I have just ordered the sage grinder the one with the screen on, after reading reviews it sounds good, it's not as good as a Eureke Mignon but its £60-£100 cheaper. Also from reading about the Sage one its repeatability is good, so you can dial it to 12 say for espresso then wind it right up to do some grinds for french press and when you put it back to 12 it will be exactly the same as before. I find that as a nice feature that you don't have to leave it set and never change it for fear of having to dial it in again. Looks wise I think the Sage one wins but that's personal preference. The sage also you can say set the dose timer for 18 but after 5 seconds you can pull it out distribute the grind and then go back under and it remembers where you were in the dose cycle. I have seen a fair few people moaning that the grinds are clumping rather a lot but others stating not a problem and they break up easily. If you go into a Lakeland store they usually have them on display and I'm sure you would be able to have a look and if you say you want to buy one they may let you grind some beans through it to see what it comes out like? Saves them selling you one then you bringing it back a few days later say it doesn't grind as you wanted/expected/described can I have my money back as they are stuck with an opened machine than where as the on display one is already open and I believe they sell them off periodically for around £100.

I have no experience or know anything about the MC2 so I cant comment on that.

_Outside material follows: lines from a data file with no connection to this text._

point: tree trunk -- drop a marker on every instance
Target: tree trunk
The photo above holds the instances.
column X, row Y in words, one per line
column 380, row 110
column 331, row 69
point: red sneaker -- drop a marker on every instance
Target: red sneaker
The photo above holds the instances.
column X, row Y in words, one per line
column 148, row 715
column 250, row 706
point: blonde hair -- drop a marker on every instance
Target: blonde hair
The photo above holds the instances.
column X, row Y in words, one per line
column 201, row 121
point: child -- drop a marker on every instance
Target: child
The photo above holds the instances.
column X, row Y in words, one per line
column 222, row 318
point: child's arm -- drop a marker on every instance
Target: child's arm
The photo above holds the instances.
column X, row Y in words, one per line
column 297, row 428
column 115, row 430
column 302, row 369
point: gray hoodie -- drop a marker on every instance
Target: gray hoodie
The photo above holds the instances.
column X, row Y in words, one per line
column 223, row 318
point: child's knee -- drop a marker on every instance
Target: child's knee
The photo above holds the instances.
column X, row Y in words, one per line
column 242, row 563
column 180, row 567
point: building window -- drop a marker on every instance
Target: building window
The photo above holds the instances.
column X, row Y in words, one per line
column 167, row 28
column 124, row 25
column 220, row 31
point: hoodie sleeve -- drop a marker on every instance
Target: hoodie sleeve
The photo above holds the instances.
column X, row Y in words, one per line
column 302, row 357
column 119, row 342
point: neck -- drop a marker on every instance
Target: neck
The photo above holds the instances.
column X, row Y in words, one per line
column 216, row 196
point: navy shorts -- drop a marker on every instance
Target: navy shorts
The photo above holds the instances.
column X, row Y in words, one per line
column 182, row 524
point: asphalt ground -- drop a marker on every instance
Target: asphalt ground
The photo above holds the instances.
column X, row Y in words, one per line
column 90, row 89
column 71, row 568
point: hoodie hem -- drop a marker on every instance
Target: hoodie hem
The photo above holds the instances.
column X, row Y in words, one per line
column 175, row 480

From your desrription you want the grinder because you can jump betwen 2 different setting really easily and its repetable i would say go for it, or wait a week until i have mine and i can give you some more feedback on it


----------



## DTG (May 12, 2017)

Thanks for the reply. Would be great if you could report back after you have a chance to try it out.


----------



## Dylan (Dec 5, 2011)

When the SGP came out it was reviewed as being comparable in grind quality to the MC2, but much friendlier on the eye and much easier to use.

You could always have a separate grinder for brewed and espresso. Sell the MC2 and buy a Feldgrind, Kinu hand grinder, Lido, or even a Hario Slim or Porlex would do, then get a Sage or other grinder for your espresso.


----------